Namun, Haryono meminta pemberlakuan UU ini masih perlu pengawasan ketat. Lantaran rentan gratifikasi. "Harus ekstra hati-hati pengawas internalnya. Kemungkinan ada gratifikasi disitu, petugas bagian pengadaan kalau dapat komisi harus lapor kepada KPK," sebutnya.
Saat ini,Menteri Perencanaan Pembangunan Nasional/Ketua Bappenas dan Menteri Koordinator Perekonomian merevisi UU Nomor 80 Tahun 2003. "Kami lakukan revisi Keppres yang dulu disusun seksama oleh pemerintahan sebelumnya, tentu punya tujuan baik," kata Presiden Susilo Bambang Yudhoyono pada pembukaan Rakernas, kemarin.
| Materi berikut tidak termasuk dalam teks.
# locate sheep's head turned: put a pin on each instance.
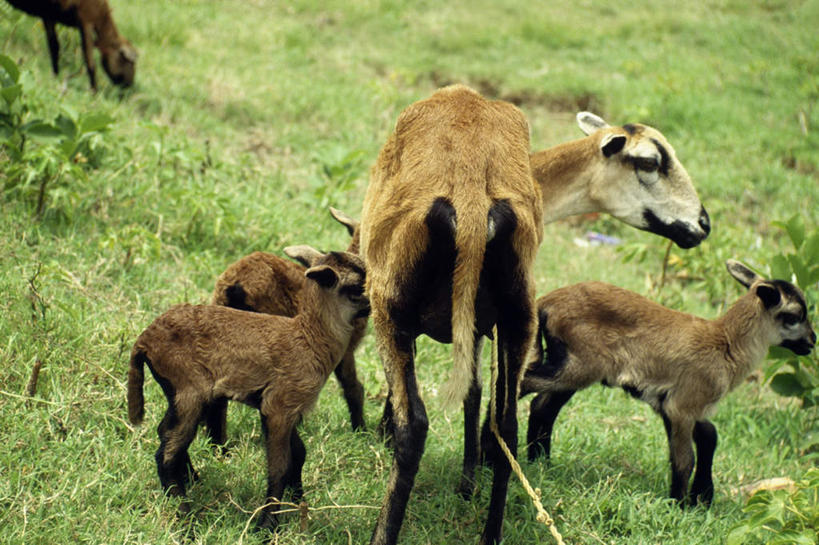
(643, 183)
(119, 62)
(341, 274)
(785, 306)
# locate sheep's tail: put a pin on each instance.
(136, 377)
(470, 244)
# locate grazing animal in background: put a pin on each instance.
(630, 172)
(679, 364)
(449, 231)
(264, 282)
(97, 29)
(201, 355)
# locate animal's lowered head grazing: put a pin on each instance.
(643, 183)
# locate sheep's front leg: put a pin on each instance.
(679, 433)
(216, 422)
(705, 439)
(292, 478)
(277, 433)
(543, 412)
(409, 420)
(472, 410)
(53, 44)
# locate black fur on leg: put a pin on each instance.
(705, 439)
(542, 415)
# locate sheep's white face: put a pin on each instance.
(642, 183)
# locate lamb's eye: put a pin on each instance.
(647, 164)
(789, 319)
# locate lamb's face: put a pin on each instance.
(342, 274)
(790, 316)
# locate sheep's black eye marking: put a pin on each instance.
(789, 319)
(648, 164)
(356, 290)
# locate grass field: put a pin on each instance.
(249, 118)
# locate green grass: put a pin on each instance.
(240, 111)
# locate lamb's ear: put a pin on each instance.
(769, 294)
(612, 143)
(303, 254)
(323, 274)
(741, 273)
(590, 123)
(350, 223)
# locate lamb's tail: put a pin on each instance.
(136, 378)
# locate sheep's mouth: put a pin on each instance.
(800, 347)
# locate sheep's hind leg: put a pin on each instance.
(176, 431)
(472, 410)
(705, 439)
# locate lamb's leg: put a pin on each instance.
(292, 478)
(543, 412)
(679, 435)
(176, 431)
(277, 433)
(53, 44)
(216, 422)
(410, 426)
(705, 439)
(353, 390)
(472, 410)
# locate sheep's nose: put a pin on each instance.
(705, 221)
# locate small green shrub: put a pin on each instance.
(45, 154)
(781, 517)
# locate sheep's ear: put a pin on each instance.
(303, 254)
(590, 123)
(741, 273)
(323, 274)
(768, 294)
(345, 220)
(612, 143)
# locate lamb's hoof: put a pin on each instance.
(466, 488)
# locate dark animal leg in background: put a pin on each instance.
(542, 415)
(353, 389)
(705, 439)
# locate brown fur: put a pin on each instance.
(454, 153)
(680, 364)
(272, 285)
(577, 177)
(202, 355)
(97, 29)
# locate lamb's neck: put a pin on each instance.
(325, 332)
(746, 343)
(564, 173)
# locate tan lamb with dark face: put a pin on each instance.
(95, 22)
(203, 355)
(264, 282)
(679, 364)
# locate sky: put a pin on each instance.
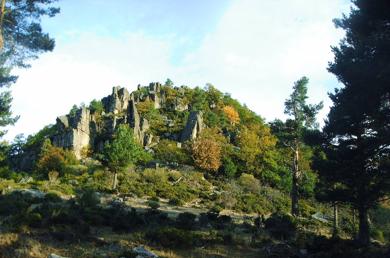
(253, 49)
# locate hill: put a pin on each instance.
(187, 172)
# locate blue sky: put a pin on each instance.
(253, 49)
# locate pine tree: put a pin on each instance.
(303, 117)
(358, 126)
(21, 39)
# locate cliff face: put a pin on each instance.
(86, 129)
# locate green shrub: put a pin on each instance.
(155, 175)
(168, 151)
(186, 220)
(377, 234)
(176, 201)
(249, 183)
(228, 169)
(153, 205)
(281, 225)
(172, 238)
(87, 199)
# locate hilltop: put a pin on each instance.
(177, 169)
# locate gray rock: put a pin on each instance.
(193, 127)
(117, 102)
(55, 256)
(74, 132)
(141, 252)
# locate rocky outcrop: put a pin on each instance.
(74, 131)
(85, 130)
(193, 127)
(140, 125)
(154, 94)
(117, 102)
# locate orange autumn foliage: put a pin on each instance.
(207, 150)
(231, 114)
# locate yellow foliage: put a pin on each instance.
(254, 142)
(207, 150)
(231, 114)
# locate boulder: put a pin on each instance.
(117, 102)
(141, 252)
(73, 132)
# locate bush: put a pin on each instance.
(153, 205)
(172, 238)
(176, 201)
(228, 169)
(186, 220)
(249, 183)
(168, 151)
(87, 199)
(281, 225)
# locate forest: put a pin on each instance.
(181, 171)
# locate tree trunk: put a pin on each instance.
(294, 188)
(115, 181)
(335, 220)
(364, 227)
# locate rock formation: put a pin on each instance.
(75, 131)
(193, 127)
(86, 129)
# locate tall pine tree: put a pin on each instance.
(21, 39)
(358, 126)
(303, 117)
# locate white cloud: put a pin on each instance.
(257, 51)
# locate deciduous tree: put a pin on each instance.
(303, 117)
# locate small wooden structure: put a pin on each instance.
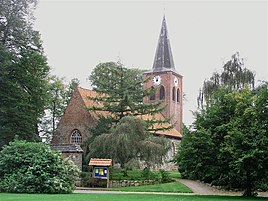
(101, 168)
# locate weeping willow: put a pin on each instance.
(234, 76)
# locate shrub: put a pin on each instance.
(165, 177)
(28, 167)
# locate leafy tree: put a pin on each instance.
(234, 76)
(59, 96)
(28, 167)
(23, 73)
(129, 140)
(16, 26)
(121, 93)
(228, 146)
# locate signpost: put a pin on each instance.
(101, 168)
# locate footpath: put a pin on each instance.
(197, 187)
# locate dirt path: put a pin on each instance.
(203, 189)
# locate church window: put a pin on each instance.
(152, 97)
(162, 93)
(178, 95)
(173, 93)
(76, 137)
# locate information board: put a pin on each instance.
(100, 172)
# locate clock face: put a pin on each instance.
(157, 80)
(176, 82)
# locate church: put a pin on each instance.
(73, 127)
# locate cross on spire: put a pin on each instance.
(163, 60)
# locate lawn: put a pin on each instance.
(119, 174)
(174, 187)
(118, 197)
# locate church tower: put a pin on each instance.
(164, 77)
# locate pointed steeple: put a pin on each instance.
(163, 60)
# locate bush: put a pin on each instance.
(148, 174)
(28, 167)
(165, 177)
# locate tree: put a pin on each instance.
(121, 93)
(28, 167)
(234, 76)
(16, 26)
(23, 73)
(129, 140)
(228, 146)
(59, 96)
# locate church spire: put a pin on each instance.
(163, 60)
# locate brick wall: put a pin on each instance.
(173, 108)
(75, 117)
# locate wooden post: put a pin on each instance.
(108, 174)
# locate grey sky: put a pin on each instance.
(77, 35)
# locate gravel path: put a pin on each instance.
(197, 187)
(203, 189)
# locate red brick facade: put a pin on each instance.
(173, 108)
(75, 117)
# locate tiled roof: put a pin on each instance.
(67, 148)
(85, 93)
(171, 132)
(100, 162)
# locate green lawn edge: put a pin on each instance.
(173, 187)
(119, 197)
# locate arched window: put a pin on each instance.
(162, 93)
(178, 95)
(76, 137)
(173, 93)
(152, 97)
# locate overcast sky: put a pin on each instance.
(77, 35)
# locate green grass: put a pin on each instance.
(174, 187)
(117, 174)
(118, 197)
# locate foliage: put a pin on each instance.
(23, 73)
(228, 146)
(121, 93)
(125, 196)
(173, 187)
(129, 140)
(59, 95)
(28, 167)
(165, 176)
(234, 76)
(116, 174)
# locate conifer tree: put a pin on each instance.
(23, 72)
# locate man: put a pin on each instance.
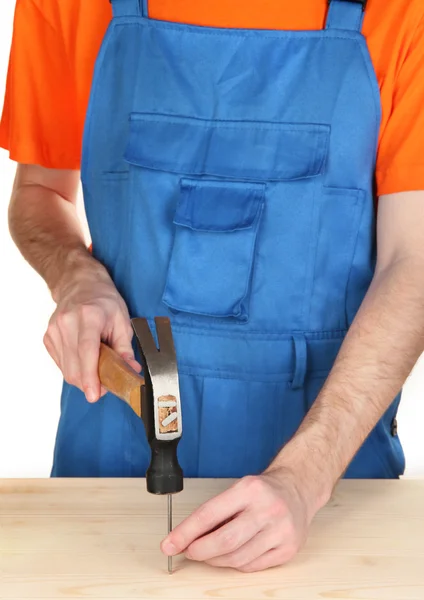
(230, 163)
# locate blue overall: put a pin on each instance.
(228, 183)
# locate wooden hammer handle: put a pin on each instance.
(118, 377)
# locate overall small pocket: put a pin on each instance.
(211, 264)
(215, 205)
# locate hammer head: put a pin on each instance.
(161, 408)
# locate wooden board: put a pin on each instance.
(100, 539)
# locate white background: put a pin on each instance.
(29, 381)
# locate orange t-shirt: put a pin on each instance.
(55, 44)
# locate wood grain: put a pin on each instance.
(100, 539)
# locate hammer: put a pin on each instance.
(155, 398)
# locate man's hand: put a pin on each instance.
(89, 310)
(260, 522)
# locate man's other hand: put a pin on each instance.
(260, 522)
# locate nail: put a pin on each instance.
(169, 548)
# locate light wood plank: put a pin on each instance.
(100, 539)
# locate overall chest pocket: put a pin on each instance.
(216, 175)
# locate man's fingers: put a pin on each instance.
(204, 519)
(88, 354)
(53, 347)
(227, 539)
(121, 337)
(254, 548)
(273, 558)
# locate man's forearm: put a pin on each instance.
(46, 229)
(379, 352)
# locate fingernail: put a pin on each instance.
(90, 395)
(169, 548)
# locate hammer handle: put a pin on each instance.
(119, 379)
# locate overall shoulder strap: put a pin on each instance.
(346, 14)
(128, 8)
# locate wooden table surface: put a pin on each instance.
(100, 539)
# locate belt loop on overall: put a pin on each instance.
(300, 360)
(129, 8)
(346, 14)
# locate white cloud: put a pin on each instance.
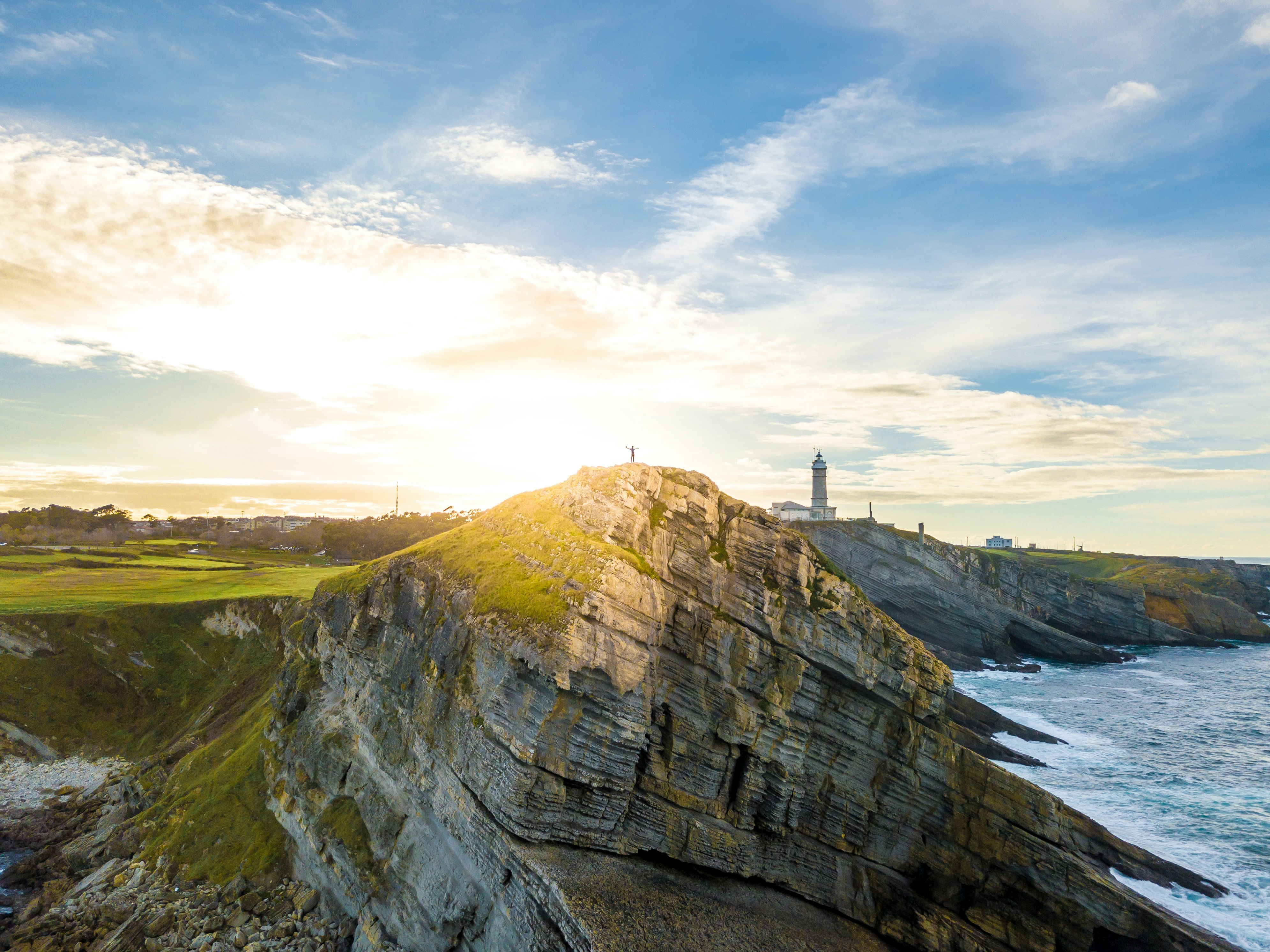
(1259, 32)
(314, 22)
(412, 346)
(44, 51)
(1130, 94)
(503, 154)
(872, 129)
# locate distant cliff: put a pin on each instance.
(500, 739)
(972, 603)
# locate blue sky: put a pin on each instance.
(1006, 263)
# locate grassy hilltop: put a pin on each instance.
(166, 573)
(166, 657)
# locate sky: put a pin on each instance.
(1005, 263)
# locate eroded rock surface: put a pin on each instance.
(472, 735)
(968, 606)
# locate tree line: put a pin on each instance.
(346, 539)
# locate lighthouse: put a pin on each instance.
(789, 511)
(820, 484)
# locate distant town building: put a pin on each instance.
(791, 511)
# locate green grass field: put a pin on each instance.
(78, 590)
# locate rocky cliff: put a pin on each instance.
(633, 713)
(985, 605)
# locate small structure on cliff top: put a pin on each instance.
(791, 511)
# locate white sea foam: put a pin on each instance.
(1170, 752)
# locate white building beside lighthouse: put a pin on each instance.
(791, 511)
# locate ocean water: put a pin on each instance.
(8, 898)
(1170, 752)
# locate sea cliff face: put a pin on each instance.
(977, 605)
(633, 668)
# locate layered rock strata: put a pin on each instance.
(968, 605)
(472, 734)
(84, 890)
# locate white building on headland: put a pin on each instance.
(820, 508)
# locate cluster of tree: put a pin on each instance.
(378, 536)
(63, 525)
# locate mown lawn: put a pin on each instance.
(77, 590)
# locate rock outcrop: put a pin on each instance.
(969, 605)
(501, 738)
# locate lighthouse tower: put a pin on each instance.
(820, 483)
(791, 511)
(821, 508)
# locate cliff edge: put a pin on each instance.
(968, 603)
(629, 711)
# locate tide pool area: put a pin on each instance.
(1170, 752)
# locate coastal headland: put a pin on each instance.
(624, 713)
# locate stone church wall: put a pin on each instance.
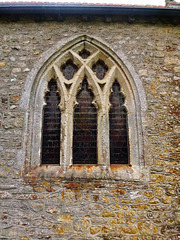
(34, 208)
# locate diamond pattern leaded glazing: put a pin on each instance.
(100, 68)
(69, 69)
(84, 53)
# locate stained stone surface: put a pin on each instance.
(36, 206)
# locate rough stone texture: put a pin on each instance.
(91, 208)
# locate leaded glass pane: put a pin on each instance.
(51, 126)
(69, 69)
(118, 127)
(85, 128)
(100, 68)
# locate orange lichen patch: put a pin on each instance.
(63, 196)
(88, 168)
(58, 229)
(97, 185)
(2, 64)
(120, 191)
(72, 185)
(96, 198)
(50, 189)
(115, 167)
(108, 214)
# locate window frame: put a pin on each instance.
(135, 103)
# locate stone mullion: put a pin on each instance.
(103, 137)
(66, 137)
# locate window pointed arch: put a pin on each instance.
(84, 54)
(119, 142)
(51, 128)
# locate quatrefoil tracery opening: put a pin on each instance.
(69, 69)
(100, 68)
(84, 53)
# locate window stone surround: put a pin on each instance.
(32, 103)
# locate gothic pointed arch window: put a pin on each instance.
(86, 111)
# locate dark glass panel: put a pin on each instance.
(69, 69)
(119, 149)
(85, 128)
(100, 68)
(51, 126)
(84, 54)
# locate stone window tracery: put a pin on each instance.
(86, 73)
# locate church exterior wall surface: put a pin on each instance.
(49, 206)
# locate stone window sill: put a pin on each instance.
(115, 172)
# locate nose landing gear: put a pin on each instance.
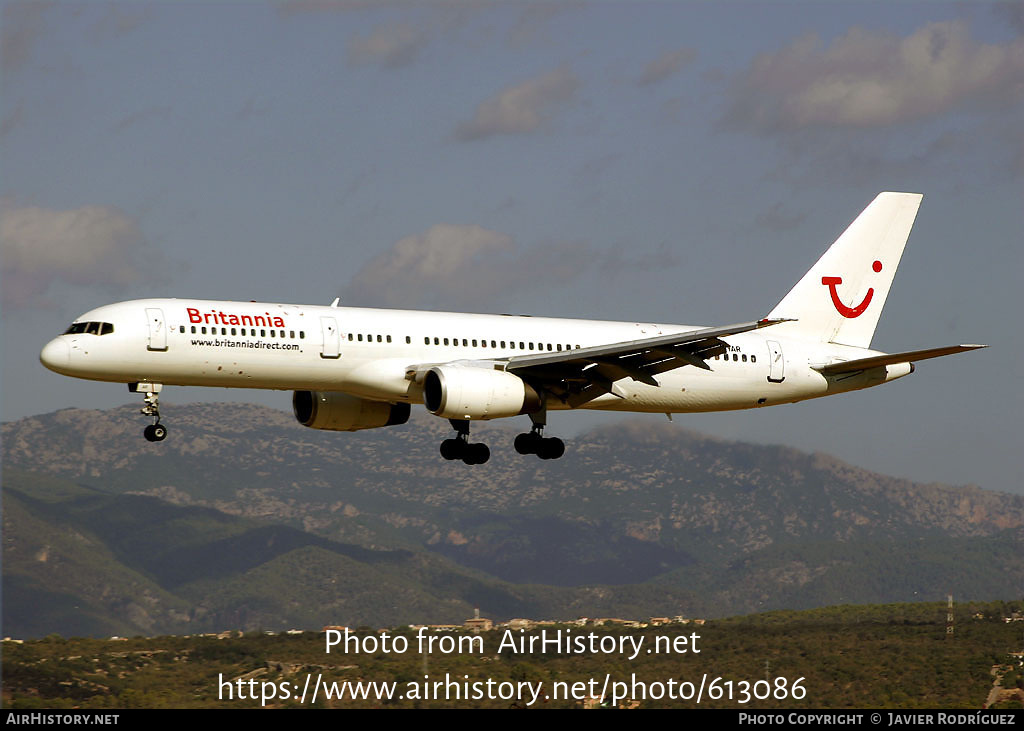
(462, 448)
(151, 407)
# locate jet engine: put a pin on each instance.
(457, 391)
(340, 412)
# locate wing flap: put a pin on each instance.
(893, 358)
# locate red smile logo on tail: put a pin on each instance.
(850, 312)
Revisi Keppres Nomor 80 tahun 2003 dianggap penting karena banyak kementerian yang terlambat menyerap anggaran yang mengakibatkan tidak optimalnya sumbangan atau kontribusi terhadap APBN/APBD. Ini menimbulkan multiplier effect yang mengurangi terciptanya peluang bagi pertumbuhan ekonomi lokal.